The owner of the Broncos can presumably no longer speak for himself. Now everyone wants his job.
It’s cold outside but there’s a hot wind blowing in Denver.
Professional gum-flappers are taking to the airwaves and eviscerating Broncos ownership for being cheap.
Triggering this talk is speculation that the Broncos will not take advantage of an NFL rule that allows teams to pay forward their salary cap deficit from the prior year.
The Broncos have 28M in cap space left over from 2011 (when they were the 2nd most frugal of the league’s 32 teams) that they can add to their cap in 2012. Pending free agent signings they’re 23M under the cap for next year. Add to that figure the space they are allowed to transfer and the Broncos can throw over 50M around in signings for next season.
Whether or not they wish to take advantage of this opportunity is a decision they must make before next Wednesday.

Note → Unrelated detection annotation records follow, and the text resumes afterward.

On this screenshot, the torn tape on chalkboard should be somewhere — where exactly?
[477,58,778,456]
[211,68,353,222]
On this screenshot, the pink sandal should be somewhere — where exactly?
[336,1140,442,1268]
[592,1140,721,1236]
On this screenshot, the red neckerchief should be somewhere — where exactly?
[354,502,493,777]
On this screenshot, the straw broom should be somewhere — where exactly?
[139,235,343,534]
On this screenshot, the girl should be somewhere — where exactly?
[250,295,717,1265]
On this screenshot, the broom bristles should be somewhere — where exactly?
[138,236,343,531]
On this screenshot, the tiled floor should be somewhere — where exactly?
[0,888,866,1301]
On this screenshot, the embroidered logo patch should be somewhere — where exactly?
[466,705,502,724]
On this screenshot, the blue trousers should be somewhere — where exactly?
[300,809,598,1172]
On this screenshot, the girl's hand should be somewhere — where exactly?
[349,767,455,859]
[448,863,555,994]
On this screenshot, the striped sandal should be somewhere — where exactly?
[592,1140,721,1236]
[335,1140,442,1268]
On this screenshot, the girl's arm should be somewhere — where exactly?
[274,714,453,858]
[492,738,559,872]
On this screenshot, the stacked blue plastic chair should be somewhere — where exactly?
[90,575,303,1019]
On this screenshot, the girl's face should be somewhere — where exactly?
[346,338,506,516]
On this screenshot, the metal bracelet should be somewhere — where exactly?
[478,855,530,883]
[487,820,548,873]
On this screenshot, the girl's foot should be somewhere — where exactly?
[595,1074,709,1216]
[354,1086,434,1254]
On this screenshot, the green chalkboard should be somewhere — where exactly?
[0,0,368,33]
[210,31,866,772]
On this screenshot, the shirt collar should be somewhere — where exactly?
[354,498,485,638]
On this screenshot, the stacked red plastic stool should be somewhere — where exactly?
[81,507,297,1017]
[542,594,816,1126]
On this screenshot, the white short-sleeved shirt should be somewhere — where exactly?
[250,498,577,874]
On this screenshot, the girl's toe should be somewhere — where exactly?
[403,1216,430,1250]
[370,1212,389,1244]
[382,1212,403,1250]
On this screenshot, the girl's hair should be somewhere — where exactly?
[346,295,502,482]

Of course, many in the media have made their minds up for them.
Apparently, it’s not just Pat Bowlen, Joe Ellis, Brian Xanders and John Elway who run the show at Dove Valley. Radio and magazine guys want to do the job, too. Otherwise, they will say that the Broncos are just stealing from the taxpayers.
Worse, they will tear into the Denver Post for not roundly criticising every move the Broncos make or don’t make.

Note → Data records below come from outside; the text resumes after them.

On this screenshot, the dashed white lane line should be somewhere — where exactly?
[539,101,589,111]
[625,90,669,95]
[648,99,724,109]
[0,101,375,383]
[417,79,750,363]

When the 400M dollar Your-Name-Here Stadium was built, Pat Bowlen promised that he would keep the Broncos competitive. What he didn’t say he would do is spend every last dime that he is allowed to spend under league rules every single season until he was broke.
Listening to the radio you would assume that the Broncos don’t even try to be good from year to year. In other words, you would think that they were talking about the Avalanche.
Writers and hosts are whipping Broncos fans into a senseless frenzy over the ways in which the organization elects to manage its budgets.
The Broncos clearly try to be good and they clearly make what they feel to be the best possible decisions. They also run a private business with the objective of it being as profitable as it can be.
Yes, the Denver Broncos are a public trust. The taxpayers built the team a big ass stadium and we deserve to be rewarded with a quality product in return. And we almost always are.
We also reap the enormous benefits associated with the things that happen outside of that stadium in terms of civic pride, jobs, a sense of community and the millions of dollars in sales tax revenues generated on Broncos Sundays.
We don’t get to run the Broncos.
That’s Pat Bowlen’s job. And, if he’s not healthy enough to do it, it’s his to decide who does. We bought a stadium, not a football team.
The Broncos pay rent, you know.
As fans we deserve to have high expectations and we do. And, with the exception of a couple of seasons in the McDaniels era, we are rewarded with a Broncos team that is always in the thick of it. Whether or not they make the playoffs or a run at a Championship, we get our money’s worth. That’s not true in every NFL city.
Ask a Browns fan how bad we have it around here.
Denver is a mid-market City and our teams bring in mid-market dollars. That means that it’s unreasonable to expect the local franchises to spend the way those in New York and Philadelphia do. Besides, tossing lots of money around has never translated to wins in the NFL. Ask an Eagles fan how bad we have it around here.
I sometimes wish Pat Bowlen and his group were running the KSE teams.
If you want to criticise an owner for failing to spend money why not hold Stan Kroenke’s feet to the fire?
I trust the Denver Broncos. Apparently, I am in the minority.